Machine Learning Engineer – AI Model Post-Training and Inference
Location: Remote / Hybrid / Onsite
Team: Engineering & Research | Type: Full-time
About Eigen AI
Founded by world-class researchers and engineers from MIT, Stanford, Berkeley, Oxford and beyond, Eigen AI is building the foundation for enterprise-ready AI. We specialize in post-training, including fine-tuning, compression, and deployment of large language models and AI systems — making AI adoption efficient, cost-effective, and achievable for every enterprise, across cloud, on-prem, or edge environments.
We are looking for 2–3 Machine Learning Engineers with strong expertise in AI model post-training of large language models (LLMs), visual language models (VLMs), and multimodality models (e.g., image/video/audio generation) to join our team.
The Role
As a Machine Learning Engineer on our post‑training and inference team, you will bridge state‑of‑the‑art AI research with production systems. You will develop pipelines that synthesize data, fine‑tune and align models, compress large models, and deploy them at scale across our infrastructure. This hands‑on engineering role demands both deep technical expertise in generative AI and strong software‑engineering skills to deliver performant, reliable and secure services.
Key Responsibilities
- Develop post‑training pipelines. Build and maintain systems that generate synthetic data, perform supervised fine‑tuning (SFT) and reinforcement learning. Experience with advanced alignment methods such as Direct Preference Optimization (DPO) and Proximal Policy Optimization (PPO) is a plus.
- Model compression and optimization. Apply quantization (e.g. GPTQ, SmoothQuant and AWQ), pruning, and distillation techniques to reduce model size and improve inference latency. Evaluate trade‑offs between accuracy, throughput and memory and collaborate with researchers on architecture choices.
- Scalable deployment. Design and deploy inference services using modern serving stacks such as vLLM, SGLang and TensorRT‑LLM. Leverage techniques like speculative decoding and model parallelism to achieve high throughput and low latency. Integrate these services with container orchestration and cloud infrastructure.
- Cross‑functional collaboration. Partner with researchers, product managers and infrastructure engineers to bring new AI capabilities to market. Conduct design and code reviews, contribute to internal tooling and developer documentation, and participate in an on‑call rotation to ensure reliability.
- Continuous improvement. Monitor performance metrics, identify bottlenecks in data pipelines or inference systems, and proactively implement optimizations. Stay current with advances in generative AI (LLMs, VLMs, diffusion and other multimodal models) and propose enhancements to our platform.
Minimum Qualifications
- Bachelor's degree in Computer Science, Engineering or a related technical field.
- 2+ years of experience in software or machine‑learning engineering, including experience writing high‑performance, production‑quality code.
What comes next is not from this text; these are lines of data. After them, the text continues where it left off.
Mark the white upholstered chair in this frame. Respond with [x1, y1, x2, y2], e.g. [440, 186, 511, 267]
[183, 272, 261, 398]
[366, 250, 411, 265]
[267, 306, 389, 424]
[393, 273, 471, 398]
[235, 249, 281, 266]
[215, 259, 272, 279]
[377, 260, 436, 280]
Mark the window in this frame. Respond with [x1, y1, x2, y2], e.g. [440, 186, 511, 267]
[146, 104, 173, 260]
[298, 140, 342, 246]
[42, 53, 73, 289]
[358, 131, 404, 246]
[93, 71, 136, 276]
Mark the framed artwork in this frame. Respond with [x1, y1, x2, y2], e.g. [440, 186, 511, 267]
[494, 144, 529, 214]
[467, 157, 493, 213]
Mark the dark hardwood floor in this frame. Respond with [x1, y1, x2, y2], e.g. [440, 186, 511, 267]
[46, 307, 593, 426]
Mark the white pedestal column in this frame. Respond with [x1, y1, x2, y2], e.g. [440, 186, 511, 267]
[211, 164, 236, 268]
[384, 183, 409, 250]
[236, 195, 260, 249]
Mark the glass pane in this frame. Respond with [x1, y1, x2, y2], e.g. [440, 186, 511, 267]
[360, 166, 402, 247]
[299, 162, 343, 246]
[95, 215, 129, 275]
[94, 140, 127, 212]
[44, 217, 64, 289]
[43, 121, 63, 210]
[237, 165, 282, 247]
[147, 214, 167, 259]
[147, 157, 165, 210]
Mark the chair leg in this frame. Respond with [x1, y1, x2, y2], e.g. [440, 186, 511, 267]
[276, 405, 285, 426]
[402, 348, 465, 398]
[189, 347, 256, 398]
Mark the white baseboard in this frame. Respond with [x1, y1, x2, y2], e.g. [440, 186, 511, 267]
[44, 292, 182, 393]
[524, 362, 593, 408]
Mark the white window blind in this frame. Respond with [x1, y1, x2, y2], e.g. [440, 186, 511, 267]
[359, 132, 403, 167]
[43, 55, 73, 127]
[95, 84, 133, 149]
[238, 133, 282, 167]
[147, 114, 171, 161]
- Proficiency in Python and PyTorch; familiarity with other systems languages (e.g., Go, Rust, C++) is beneficial.
- Demonstrated experience building large‑scale, fault‑tolerant distributed systems and services.
- Solid understanding of transformer‑based models and generative AI; experience with fine‑tuning and RLHF workflows.
- Experience with model serving frameworks such as vLLM, SGLang, TensorRT‑LLM or similar inference engines, and knowledge of GPU/accelerator performance concepts.
- Excellent problem‑solving skills and the ability to communicate complex technical ideas to cross‑functional teams.
Preferred Qualifications
- Master's degree or PhD in Computer Science, Electrical Engineering or a related field.
- 5+ years of experience in software or machine‑learning engineering, including experience writing high‑performance, production‑quality code.
- Experience implementing advanced alignment techniques (RLHF, DPO, PPO) and evaluating their impact on model behavior.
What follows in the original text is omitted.